Hundreds of patients and clinical reports support the efficacy of the TENS 3000, not just because it works, but because it is free of the functional impairment associated with narcotic analgesics that may adversely affect a patient.

Typical Indications

Symptomatic relief and management of chronic (long-term), intractable pain and an adjunctive treatment in the management of post-surgical pain or post-traumatic acute pain.

TENS3000-Manual.pdf
  • A 2005 study showed that TENS has efficacy in the acute phase of severe low back injury, yielding statistically significant reductions in pain - proving to be a rapid, safe, noninvasive, non-drug-based, well-tolerated, easily administered analgesic (Acad.
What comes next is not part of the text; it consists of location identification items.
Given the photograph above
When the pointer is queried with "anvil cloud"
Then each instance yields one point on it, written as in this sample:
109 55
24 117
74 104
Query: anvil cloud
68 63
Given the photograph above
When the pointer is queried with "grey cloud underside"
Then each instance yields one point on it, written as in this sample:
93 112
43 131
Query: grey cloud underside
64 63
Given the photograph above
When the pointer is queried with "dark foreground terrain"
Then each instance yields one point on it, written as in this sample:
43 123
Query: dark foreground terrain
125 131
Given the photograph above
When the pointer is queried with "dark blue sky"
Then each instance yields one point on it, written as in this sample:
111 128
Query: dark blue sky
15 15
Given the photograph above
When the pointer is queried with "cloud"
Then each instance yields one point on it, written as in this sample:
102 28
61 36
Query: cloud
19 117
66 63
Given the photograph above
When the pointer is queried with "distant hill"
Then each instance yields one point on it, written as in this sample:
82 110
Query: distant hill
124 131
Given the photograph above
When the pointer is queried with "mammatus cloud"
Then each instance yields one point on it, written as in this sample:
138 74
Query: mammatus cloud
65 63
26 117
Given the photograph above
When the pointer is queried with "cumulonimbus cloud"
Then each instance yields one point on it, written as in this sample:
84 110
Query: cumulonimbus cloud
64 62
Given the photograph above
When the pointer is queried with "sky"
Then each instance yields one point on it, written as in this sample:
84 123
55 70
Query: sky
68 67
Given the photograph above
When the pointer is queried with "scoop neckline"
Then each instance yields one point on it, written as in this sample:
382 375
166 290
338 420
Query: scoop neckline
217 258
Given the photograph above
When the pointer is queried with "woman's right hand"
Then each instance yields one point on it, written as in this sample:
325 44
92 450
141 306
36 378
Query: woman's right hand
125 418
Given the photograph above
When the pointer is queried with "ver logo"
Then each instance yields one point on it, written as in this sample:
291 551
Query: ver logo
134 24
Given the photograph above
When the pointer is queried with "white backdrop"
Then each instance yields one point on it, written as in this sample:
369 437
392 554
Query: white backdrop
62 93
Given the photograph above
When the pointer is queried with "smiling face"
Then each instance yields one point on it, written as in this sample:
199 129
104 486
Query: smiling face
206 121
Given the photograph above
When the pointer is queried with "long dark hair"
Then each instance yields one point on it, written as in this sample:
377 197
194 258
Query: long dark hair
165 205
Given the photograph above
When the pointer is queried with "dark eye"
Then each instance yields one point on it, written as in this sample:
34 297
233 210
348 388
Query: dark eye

Emer. Med.; 12:607).
  • Another 2005 study found TENS to be a “useful therapy for the short-term relief of chronic low back pain” with pain scores dropping by 50%. The authors conclude that TENS should be considered where short-term pain relief is desired (J of Musculoskel Pain; 13(2):11).
  • A statistically robust TENS clinical trial, published in 2012 with 236 participants found highly significant reductions in pain intensity (P= 0.0003) with TENS treatment. Four times as many patients in the active TENS group reported a 50% or greater reduction in their chronic lumbar pain (Eur J of Pain 2012;16:656).